With state. By step 3 the runtime has filled stale_locator_ledger = [{bid: "233", click_count: 3, last_url: "/admin/catalog/product/"}] and step_env_signature.steps_since_change = 3. By step 5, with click_count=5, the policy prompt explicitly notes "bid 233 has been clicked 5 times, URL has not changed in 5 steps," and the agent is steered toward back or a different locator.
3. Post-error recovery failure
Original. click [456] raises scroll_into_view_if_needed timeout 500ms. The next step the model issues click [456] again, or clicks a neighbouring bid 457. No recovery action is attempted.

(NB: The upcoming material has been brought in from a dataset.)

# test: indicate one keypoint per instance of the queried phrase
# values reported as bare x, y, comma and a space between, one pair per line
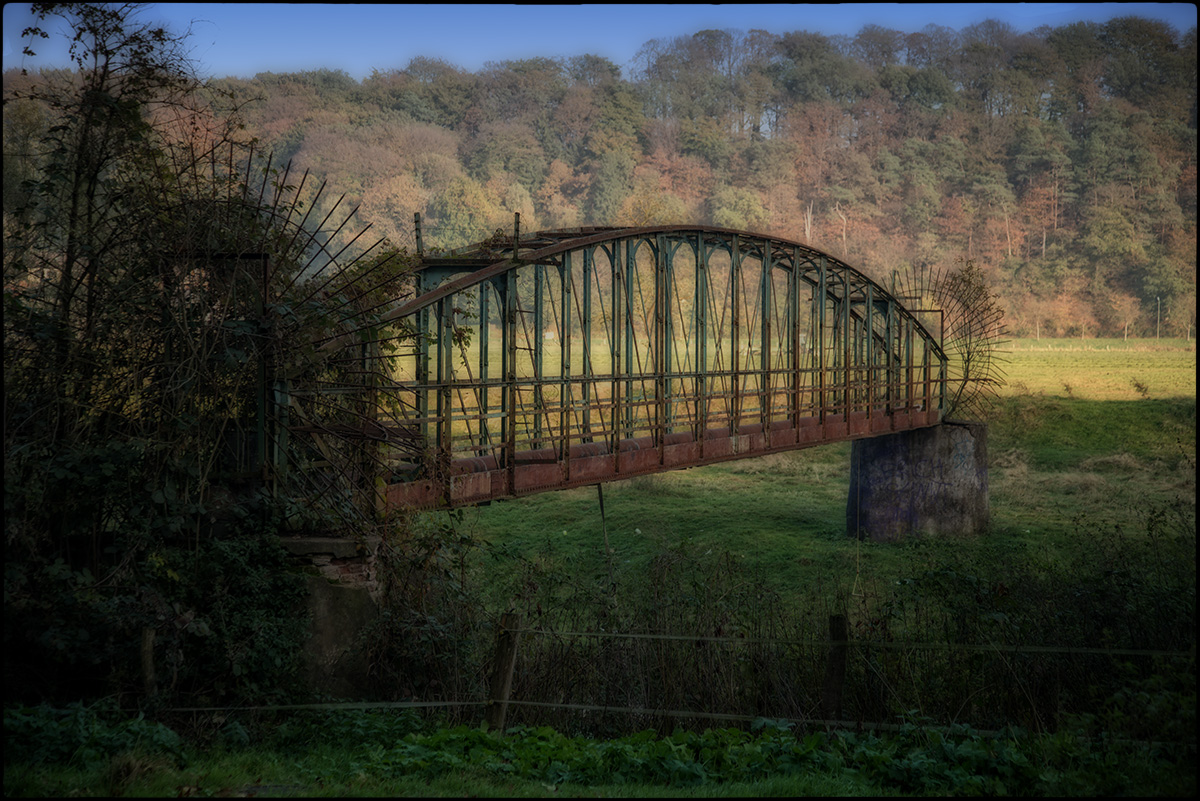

With state. The runtime fills post_error_flag = {active: true, error_step: 3, error_text: "TimeoutError 500ms", action_that_errored: "click [456]"}. At step 4 the policy prompt sees active=true and is required to draw from a recovery class — back, reload, scroll — rather than repeating the action.
4. Modal commit-button missed
Original. On a GitLab "create issue" page, the agent fills in the title and description, sees that the form is "filled," and replies send_msg_to_user("issue created"). The "Create issue" button was never clicked.
With state. The updater fills commit_affordance = {has_submit: true, submit_bid: "789", submit_label: "Create issue", enabled: true} and form_submission_watermark = {last_fill_step: 4, submitted: false}. At decision time the policy sees has_submit=true && submitted=false, clicks [789] first, and only then reports completion.
None of these are "more capable model" stories. The same model on the same page picks a different action, because one small typed slot is exposed to the policy.
What is left
The sketch above is the easy half. The harder questions:
- How is the state table built online? The oracle experiment shows a 46% rescue is reachable in principle. The online updater introduces noise: claim extraction errors, mis-classified failures, missed affordances. The interesting empirical question is how much of the oracle ceiling survives the updater.
- When does typed experience transfer across environments? Raw-trajectory replay is a known anti-pattern. Condition-matched replay — typed by stage and environment signature — is what we want. A sequential variant benchmark (E0 → E1 → E2) makes the transfer question testable.
- What is the right benchmark? Static WebArena measures a subset. Sequential variants of the same template, plus counterfactual perturbations (renamed fields, hidden prerequisites, transient failures), expose recovery and transfer far more directly than the static success rate does.
If the conjecture is right, the next step in agent research is not longer context windows or fancier planners. It is giving the agent a small, stable, typed place to keep its execution state, and the discipline to read from and write to it.